The loss sent Stanford toward a second straight season without an NCAA Tournament appearance, and the aftermath was brutal. After the Cardinal lost its final game on March 26, seven players entered the transfer portal. Three more graduated early after the season, leaving two-thirds of a 15-woman roster gone and raising fresh questions about how the program reached this point.

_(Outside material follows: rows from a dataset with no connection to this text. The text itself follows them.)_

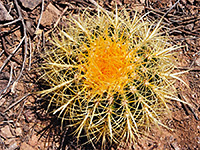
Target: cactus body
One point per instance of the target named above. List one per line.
(110, 76)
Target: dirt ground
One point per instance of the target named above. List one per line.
(24, 29)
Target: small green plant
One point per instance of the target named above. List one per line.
(110, 75)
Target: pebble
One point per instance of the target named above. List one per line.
(34, 140)
(4, 15)
(198, 61)
(25, 146)
(18, 132)
(5, 131)
(30, 4)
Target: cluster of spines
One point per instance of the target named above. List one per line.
(121, 92)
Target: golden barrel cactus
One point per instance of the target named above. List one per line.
(110, 75)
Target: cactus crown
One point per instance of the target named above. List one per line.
(110, 75)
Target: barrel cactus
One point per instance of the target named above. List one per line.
(110, 75)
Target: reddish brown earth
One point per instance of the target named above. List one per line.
(24, 123)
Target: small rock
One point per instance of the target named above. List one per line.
(5, 131)
(13, 146)
(49, 15)
(191, 1)
(4, 15)
(25, 146)
(30, 4)
(18, 132)
(189, 27)
(198, 61)
(34, 140)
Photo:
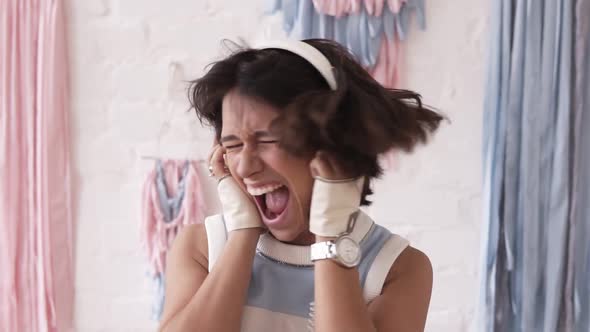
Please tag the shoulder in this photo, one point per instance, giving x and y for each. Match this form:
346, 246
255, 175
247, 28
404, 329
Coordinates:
191, 242
412, 267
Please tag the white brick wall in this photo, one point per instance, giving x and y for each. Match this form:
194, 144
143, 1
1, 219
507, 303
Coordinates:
129, 58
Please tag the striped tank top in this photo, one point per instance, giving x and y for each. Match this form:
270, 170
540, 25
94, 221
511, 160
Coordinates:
281, 289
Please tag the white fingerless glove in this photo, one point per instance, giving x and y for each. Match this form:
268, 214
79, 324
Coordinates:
332, 204
238, 210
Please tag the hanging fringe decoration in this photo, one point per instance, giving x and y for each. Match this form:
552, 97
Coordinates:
371, 29
171, 200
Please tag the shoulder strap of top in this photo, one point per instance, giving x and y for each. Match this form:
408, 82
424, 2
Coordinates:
380, 267
216, 237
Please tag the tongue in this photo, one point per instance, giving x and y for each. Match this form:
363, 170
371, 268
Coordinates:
276, 201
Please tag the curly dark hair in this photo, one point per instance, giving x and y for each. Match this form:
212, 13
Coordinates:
355, 123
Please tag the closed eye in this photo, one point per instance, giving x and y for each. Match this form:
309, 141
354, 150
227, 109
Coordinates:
233, 146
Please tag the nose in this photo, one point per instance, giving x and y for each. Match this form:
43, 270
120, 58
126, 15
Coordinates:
248, 163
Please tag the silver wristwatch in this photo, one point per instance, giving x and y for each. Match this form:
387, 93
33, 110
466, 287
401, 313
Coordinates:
344, 250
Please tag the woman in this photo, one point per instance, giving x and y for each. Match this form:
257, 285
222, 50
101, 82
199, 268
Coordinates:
299, 128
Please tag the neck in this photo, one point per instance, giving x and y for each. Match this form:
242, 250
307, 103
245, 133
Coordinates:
306, 238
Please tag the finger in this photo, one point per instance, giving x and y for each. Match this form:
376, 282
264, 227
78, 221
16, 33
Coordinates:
215, 147
320, 166
217, 163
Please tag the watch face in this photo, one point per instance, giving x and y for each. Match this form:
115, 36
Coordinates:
349, 251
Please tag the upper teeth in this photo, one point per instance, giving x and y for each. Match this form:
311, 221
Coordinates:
264, 190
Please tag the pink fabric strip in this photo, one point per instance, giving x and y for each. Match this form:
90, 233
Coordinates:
36, 240
340, 8
386, 70
157, 235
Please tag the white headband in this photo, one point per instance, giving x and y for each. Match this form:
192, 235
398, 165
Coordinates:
309, 53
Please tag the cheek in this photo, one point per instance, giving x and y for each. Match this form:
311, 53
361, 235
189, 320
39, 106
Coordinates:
296, 171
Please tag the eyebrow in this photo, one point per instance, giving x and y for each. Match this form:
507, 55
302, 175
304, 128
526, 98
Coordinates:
257, 134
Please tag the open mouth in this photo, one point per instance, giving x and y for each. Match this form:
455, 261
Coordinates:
272, 202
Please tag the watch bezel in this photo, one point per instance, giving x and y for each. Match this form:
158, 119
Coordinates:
337, 245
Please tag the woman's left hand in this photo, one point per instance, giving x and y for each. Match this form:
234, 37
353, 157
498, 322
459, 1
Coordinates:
336, 196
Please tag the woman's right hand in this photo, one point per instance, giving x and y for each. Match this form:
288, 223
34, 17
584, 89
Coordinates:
239, 211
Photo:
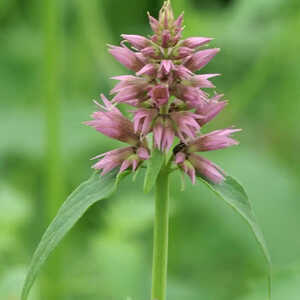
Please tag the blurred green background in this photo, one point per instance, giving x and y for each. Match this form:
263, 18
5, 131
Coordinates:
54, 61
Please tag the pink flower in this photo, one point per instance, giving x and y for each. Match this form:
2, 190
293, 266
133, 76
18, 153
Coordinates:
168, 101
148, 69
129, 89
186, 124
191, 95
137, 41
126, 57
202, 81
201, 59
143, 119
123, 157
150, 52
208, 110
110, 122
182, 52
166, 67
163, 133
195, 165
160, 94
214, 140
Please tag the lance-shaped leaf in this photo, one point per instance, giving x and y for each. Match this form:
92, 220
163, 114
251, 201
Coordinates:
153, 167
235, 196
94, 189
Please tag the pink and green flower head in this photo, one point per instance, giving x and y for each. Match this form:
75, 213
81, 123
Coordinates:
171, 103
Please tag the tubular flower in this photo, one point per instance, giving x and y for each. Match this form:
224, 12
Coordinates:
192, 163
169, 100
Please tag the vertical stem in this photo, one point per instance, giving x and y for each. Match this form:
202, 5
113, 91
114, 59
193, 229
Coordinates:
160, 244
51, 95
52, 106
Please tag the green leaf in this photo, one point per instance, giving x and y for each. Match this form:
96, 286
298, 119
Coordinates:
94, 189
235, 196
153, 167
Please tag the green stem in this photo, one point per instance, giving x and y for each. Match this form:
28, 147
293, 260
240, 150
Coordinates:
160, 244
50, 12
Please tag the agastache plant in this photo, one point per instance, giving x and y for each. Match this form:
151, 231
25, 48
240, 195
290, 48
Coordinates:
170, 104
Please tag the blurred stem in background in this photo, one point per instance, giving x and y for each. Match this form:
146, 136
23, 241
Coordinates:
160, 241
51, 95
97, 33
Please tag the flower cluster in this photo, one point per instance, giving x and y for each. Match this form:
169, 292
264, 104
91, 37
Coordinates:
168, 101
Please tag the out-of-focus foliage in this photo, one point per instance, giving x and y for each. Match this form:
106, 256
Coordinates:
108, 254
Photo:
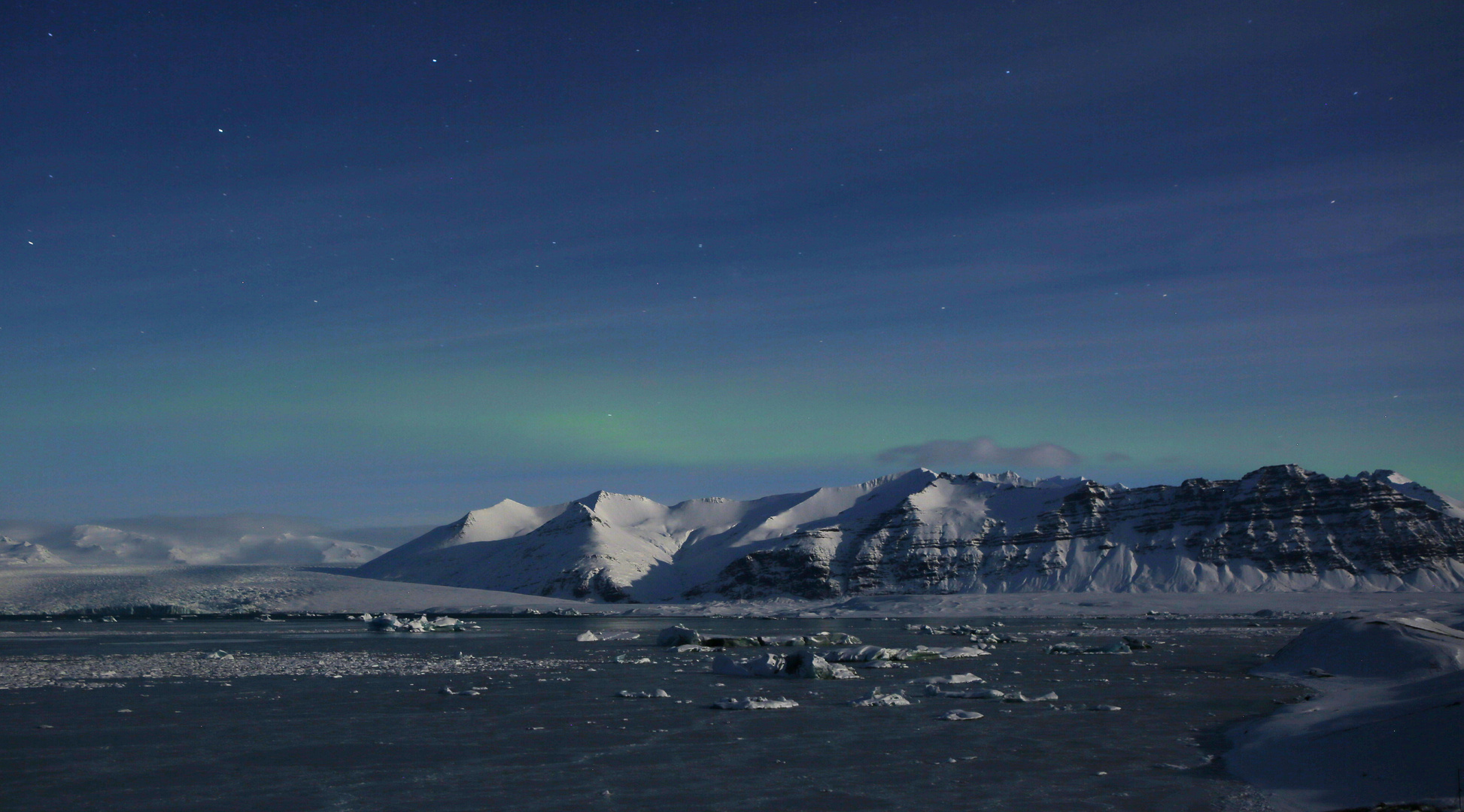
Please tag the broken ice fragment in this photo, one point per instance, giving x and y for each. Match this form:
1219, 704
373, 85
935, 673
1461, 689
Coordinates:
967, 694
952, 679
753, 704
959, 716
678, 635
879, 698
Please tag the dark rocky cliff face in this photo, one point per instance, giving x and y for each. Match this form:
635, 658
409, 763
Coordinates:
1278, 520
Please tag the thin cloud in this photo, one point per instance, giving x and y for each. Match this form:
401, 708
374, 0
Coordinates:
978, 451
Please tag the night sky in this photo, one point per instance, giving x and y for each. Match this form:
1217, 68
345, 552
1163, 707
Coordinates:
385, 262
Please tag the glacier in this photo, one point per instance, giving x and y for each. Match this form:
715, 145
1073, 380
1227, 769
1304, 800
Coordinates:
1277, 529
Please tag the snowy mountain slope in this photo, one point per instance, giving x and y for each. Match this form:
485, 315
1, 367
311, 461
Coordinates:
1277, 529
192, 541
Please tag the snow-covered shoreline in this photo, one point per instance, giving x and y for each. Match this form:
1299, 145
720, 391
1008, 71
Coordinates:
1381, 723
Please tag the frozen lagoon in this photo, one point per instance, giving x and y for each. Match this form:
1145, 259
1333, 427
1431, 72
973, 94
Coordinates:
324, 714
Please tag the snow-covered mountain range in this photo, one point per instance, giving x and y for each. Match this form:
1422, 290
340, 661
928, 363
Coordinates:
1277, 529
192, 541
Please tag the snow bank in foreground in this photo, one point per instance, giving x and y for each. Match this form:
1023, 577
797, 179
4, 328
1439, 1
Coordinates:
1384, 726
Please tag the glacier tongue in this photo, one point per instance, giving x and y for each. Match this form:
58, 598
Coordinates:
1277, 529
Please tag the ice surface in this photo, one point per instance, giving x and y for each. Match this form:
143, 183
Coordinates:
678, 635
548, 729
1382, 725
877, 698
1074, 649
952, 679
755, 704
961, 716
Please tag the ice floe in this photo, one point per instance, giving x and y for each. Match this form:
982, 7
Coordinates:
800, 663
961, 716
952, 679
965, 694
879, 698
1382, 725
1117, 647
753, 704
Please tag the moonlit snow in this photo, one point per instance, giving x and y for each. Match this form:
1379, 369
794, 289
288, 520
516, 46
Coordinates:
1382, 723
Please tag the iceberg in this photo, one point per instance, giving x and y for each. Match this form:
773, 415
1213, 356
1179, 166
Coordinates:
959, 716
678, 635
753, 704
880, 700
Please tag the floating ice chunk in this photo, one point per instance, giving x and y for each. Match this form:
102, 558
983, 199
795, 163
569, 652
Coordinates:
801, 663
959, 716
952, 679
879, 698
961, 651
1019, 697
753, 704
1117, 647
732, 643
858, 654
678, 635
784, 640
810, 666
382, 623
832, 638
967, 694
724, 665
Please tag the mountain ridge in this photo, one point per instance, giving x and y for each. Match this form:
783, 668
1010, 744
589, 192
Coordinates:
1280, 527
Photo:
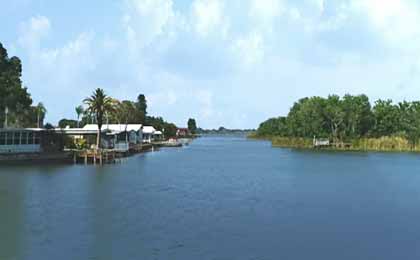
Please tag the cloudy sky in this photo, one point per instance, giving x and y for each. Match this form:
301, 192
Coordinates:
225, 62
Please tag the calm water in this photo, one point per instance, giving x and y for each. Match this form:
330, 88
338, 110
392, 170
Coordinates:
219, 199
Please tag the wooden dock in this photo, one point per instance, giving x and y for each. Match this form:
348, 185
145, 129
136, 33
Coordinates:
95, 156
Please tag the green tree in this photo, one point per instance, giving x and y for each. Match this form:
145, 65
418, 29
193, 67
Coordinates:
334, 116
192, 125
79, 111
141, 106
99, 104
41, 111
14, 98
386, 118
357, 116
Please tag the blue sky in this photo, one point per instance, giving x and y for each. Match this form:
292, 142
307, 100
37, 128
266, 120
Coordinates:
224, 62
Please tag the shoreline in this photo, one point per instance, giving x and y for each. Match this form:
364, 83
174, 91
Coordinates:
382, 144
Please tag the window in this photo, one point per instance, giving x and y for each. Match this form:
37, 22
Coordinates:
24, 138
37, 138
30, 138
2, 138
16, 138
9, 138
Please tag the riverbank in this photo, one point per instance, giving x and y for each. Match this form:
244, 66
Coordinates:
382, 144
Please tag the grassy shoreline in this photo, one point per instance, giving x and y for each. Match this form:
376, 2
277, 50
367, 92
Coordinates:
382, 144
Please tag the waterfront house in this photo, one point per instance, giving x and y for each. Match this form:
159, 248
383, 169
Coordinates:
148, 134
29, 140
119, 137
183, 132
158, 136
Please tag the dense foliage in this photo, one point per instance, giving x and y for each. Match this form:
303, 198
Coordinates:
345, 119
16, 108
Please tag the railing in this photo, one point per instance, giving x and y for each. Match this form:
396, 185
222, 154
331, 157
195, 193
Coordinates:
20, 148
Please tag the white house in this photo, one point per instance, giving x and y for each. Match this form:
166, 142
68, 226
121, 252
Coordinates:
20, 140
148, 134
158, 135
115, 136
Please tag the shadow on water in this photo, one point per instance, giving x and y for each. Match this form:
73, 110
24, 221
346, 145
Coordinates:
219, 198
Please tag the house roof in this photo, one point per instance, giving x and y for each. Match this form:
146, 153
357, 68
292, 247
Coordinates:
148, 130
22, 129
115, 127
76, 131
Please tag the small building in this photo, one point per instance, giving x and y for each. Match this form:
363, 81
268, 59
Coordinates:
120, 137
158, 136
29, 140
148, 134
183, 132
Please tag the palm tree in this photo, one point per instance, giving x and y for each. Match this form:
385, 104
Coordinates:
40, 113
99, 104
79, 111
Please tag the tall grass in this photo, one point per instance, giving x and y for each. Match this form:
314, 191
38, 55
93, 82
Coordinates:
382, 144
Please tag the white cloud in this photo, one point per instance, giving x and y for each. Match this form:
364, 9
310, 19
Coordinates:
182, 56
32, 31
208, 17
397, 20
249, 49
145, 20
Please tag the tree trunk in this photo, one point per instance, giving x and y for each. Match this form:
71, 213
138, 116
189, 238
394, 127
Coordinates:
98, 138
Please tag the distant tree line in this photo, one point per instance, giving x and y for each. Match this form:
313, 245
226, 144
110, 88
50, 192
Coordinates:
16, 108
346, 118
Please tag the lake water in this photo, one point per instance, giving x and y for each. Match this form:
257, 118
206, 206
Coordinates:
221, 198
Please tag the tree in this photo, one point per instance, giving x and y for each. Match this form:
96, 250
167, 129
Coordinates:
386, 118
141, 106
357, 115
14, 98
334, 115
79, 112
41, 111
192, 126
99, 104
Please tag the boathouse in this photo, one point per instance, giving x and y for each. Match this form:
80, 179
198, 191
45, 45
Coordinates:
148, 134
114, 136
29, 140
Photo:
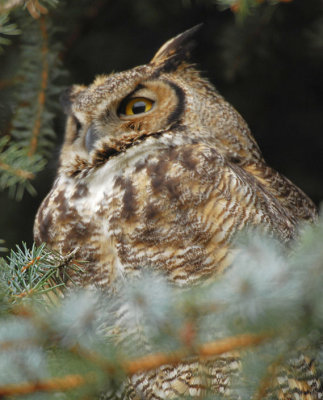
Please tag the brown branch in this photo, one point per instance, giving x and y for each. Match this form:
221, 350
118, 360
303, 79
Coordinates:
35, 9
156, 360
43, 87
48, 385
146, 363
203, 351
18, 172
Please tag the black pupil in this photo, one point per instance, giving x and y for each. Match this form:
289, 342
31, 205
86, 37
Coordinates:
139, 107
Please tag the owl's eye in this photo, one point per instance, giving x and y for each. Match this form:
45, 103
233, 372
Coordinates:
137, 105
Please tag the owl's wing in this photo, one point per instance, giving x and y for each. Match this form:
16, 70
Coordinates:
180, 209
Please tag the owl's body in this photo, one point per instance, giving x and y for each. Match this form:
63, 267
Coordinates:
158, 171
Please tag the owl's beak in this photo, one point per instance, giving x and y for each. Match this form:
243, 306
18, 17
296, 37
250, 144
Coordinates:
91, 137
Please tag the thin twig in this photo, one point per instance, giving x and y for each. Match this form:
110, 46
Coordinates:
48, 385
43, 87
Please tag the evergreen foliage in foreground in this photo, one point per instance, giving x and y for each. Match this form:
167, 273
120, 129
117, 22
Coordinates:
32, 76
269, 304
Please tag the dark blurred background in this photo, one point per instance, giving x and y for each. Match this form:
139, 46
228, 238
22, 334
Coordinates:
269, 66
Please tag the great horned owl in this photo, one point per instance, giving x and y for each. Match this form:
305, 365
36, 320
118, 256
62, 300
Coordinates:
157, 169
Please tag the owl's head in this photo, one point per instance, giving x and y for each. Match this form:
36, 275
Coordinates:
166, 99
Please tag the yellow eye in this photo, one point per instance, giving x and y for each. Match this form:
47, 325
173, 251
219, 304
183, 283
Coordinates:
137, 105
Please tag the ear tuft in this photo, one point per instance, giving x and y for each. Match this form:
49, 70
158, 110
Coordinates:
175, 50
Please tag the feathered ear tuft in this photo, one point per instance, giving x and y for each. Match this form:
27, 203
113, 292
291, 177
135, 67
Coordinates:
175, 50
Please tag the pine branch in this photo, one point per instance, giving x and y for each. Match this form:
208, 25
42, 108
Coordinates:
17, 169
35, 272
6, 29
36, 86
36, 95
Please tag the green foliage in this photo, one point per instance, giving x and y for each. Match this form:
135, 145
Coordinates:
6, 29
17, 168
70, 346
36, 76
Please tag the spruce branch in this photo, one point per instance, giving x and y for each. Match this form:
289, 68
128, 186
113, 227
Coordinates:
35, 272
42, 90
57, 384
35, 94
17, 169
6, 29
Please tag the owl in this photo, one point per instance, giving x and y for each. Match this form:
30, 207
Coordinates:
158, 170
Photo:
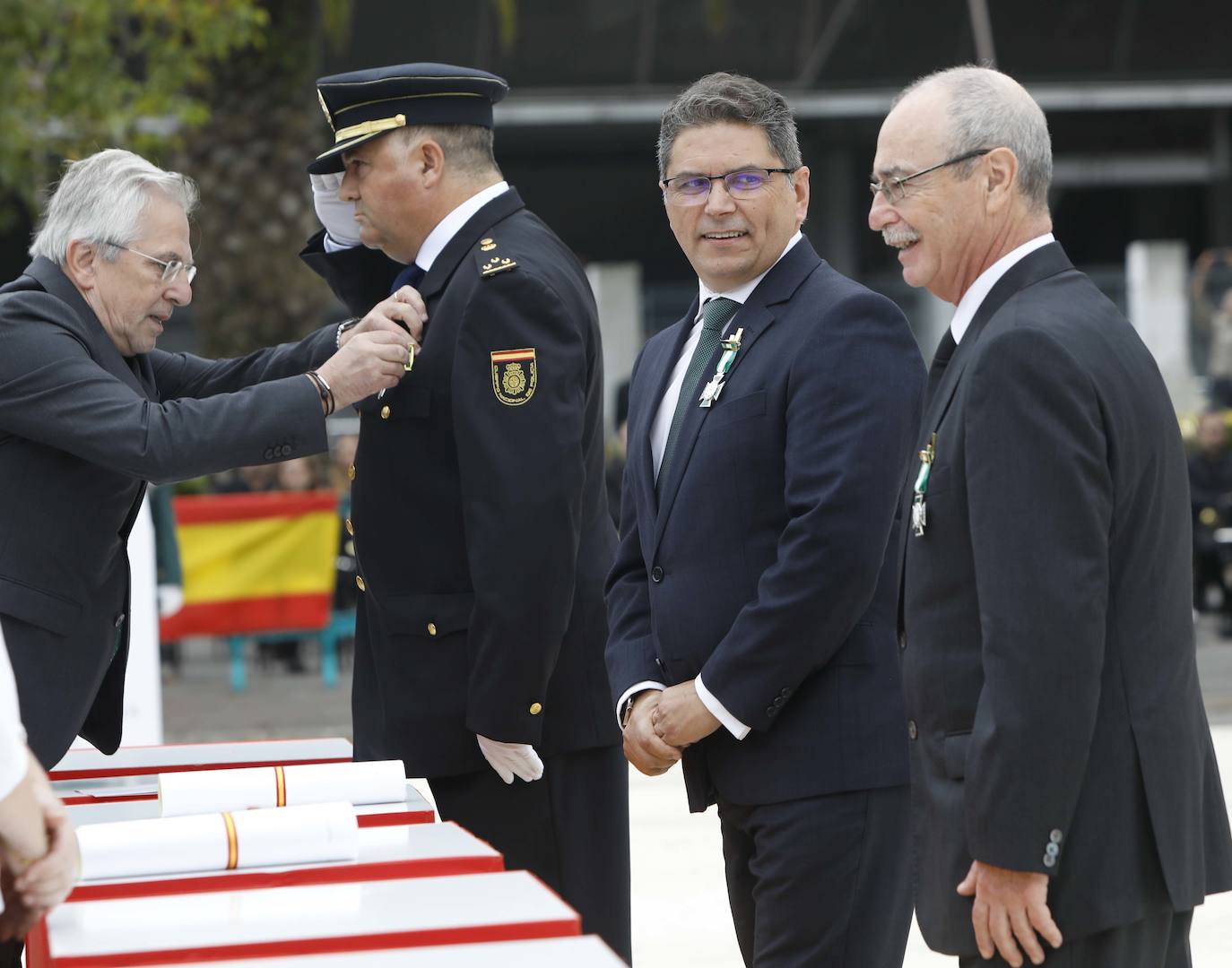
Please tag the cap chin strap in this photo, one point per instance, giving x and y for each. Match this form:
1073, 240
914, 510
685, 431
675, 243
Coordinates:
369, 127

That exodus mattered because Stanford is not used to this kind of collapse. The program did not appear in the Top 25 at any point this season for the first time in 30 years, a stunning fall for a team that had long been among the nation’s most stable powers. What followed was not just roster churn but a wave of allegations from two former players and four parents, who described a dysfunctional and toxic environment under Paye.
The former players said coaches intimidated and threatened athletes, while some student-athletes felt “iced out” of practices if they fell on coaches’ bad sides. One former player said Paye threatened to bench players and floated “getting rid of scholarships or refusing to give recommendations for grad school programs.” Parents said there was a culture of retribution for players who spoke out against what they believed was unfair treatment.
Those complaints did not stay private. Parents of players filed reports with John Donahoe, alleging that Paye had created an unwelcoming and toxic environment. Angie Jabir then observed multiple practices after the complaints were filed, a sign that the university was at least looking closely at the claims. But the accounts from players and parents point to a deeper problem than one bad week or one rough road loss.
Several players said that during the second half of the season, Paye repeatedly tried to jolt the team with hard-edged remarks, telling them, “Our jobs are on the line, and this is how you play?” At least one parent and one player also alleged that multiple players were told they were “too weak” to play at Stanford. Those are not the words of a coach trying to steady a locker room. They are the words of a program under strain, where criticism appears to have spilled into fear.
There is also a dispute over how much room the players had to manage their own academic paths. Two parents of former players and one former player said Paye is working to implement a rule that would prevent student-athletes from taking larger course loads and summer classes so they cannot graduate early. That claim lands in a locker room already marked by departures, and it has added urgency because Kiki Iriafen graduated in three years and transferred to USC ahead of her final college season in 2024-25. This month, Nunu Agara, Courtney Ogden and Chloe Clardy also graduated early and left Stanford.
Stanford now enters the 2025-26 season with its reputation damaged and its roster thinned. The immediate question is no longer whether the Cardinal can bounce back from one down year. It is whether the people inside the program can rebuild trust before more players decide that leaving is the only way forward.